We're happy to try to help. I have a friend with your model of laptop, I'll see if I can sucker him into letting me futz around with it for a day or two. I'll report back!
I'm thinking now, we have garnered enough new information that an assault on google might yield results. I suggest you give it a try.
I decided to investigate proc. I don't know if that might be fruitful, ... BRB
Well, all directories or empty files all the way down the tree. No joy in mudville.
Not entirely sure what one would glean from /proc other than that the card is present and drivers are loaded for it. There's lengthy output for my sound device. I won't paste all of it, but everything is located in /proc/asound. My device is also listed under /proc/devices as one would expect.
I don't muck in /proc very often other than for testing network setups and obtaining cpu and memory information, so the output for my soundcard means next to nothing to me other than I know the correct driver is loaded.
[prata@crane asound]$ ls card0 cards devices modules oss pcm seq timers V8237 version
[prata@crane asound]$ pwd && cat modules && cat cards /proc/asound 0 snd_via82xx 0 [V8237 ]: VIA8237 - VIA 8237 VIA 8237 with ALC850 at 0xe800, irq 209
Given that your machine is reporting the device as present (despite not getting any sound) I am under the impression anything you get out of proc would be correct as well. Just to through more confusion on the issue. ^_^
Last idea, if no one else from here chimes in. Do a google (again) and try the alsa or other Linux lists.

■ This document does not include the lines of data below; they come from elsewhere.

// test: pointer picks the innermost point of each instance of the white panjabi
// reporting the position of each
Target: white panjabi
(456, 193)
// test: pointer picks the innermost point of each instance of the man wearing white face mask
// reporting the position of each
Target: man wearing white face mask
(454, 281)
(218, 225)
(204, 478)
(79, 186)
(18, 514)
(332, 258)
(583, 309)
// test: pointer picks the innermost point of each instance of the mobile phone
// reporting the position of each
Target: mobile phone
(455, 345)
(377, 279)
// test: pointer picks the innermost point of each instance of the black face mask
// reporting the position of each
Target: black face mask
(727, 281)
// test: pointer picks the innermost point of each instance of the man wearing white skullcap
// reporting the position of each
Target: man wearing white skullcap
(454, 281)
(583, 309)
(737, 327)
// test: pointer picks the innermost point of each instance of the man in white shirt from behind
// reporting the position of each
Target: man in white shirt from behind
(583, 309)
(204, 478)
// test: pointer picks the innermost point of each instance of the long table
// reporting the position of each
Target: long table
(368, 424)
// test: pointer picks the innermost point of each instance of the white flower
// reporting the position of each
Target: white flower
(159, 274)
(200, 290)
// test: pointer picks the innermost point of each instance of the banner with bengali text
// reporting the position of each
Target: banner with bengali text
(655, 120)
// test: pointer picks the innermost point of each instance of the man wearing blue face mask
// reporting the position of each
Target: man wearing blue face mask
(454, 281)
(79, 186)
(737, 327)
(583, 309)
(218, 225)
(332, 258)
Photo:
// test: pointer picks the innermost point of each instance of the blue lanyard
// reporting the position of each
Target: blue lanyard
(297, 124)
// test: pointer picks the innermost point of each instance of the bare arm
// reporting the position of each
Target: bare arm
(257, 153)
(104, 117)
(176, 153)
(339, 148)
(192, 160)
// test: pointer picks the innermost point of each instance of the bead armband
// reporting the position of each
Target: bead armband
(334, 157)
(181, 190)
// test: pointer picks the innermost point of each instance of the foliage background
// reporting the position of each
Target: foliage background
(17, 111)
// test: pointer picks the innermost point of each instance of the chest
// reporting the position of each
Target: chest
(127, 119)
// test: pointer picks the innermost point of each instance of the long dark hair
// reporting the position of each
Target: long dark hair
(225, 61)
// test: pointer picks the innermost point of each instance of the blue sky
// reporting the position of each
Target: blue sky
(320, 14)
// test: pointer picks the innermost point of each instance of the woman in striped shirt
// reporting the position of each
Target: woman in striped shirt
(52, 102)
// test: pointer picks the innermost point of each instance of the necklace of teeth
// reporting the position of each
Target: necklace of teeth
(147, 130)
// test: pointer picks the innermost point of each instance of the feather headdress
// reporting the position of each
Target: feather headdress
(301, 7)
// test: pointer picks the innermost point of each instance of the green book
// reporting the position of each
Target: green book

I don't know why I never googled around on the Alsa lists. That was stupid of me. Opensuse has some forums with this problem as well. I didn't see a fix, but I didn't spend too much time looking there. If there is a fix, maybe they have an srpm that could be massaged into working in CentOS?
If you do find a solution elsewhere I'd really appreciate a link or something just for my own knowledge down the road.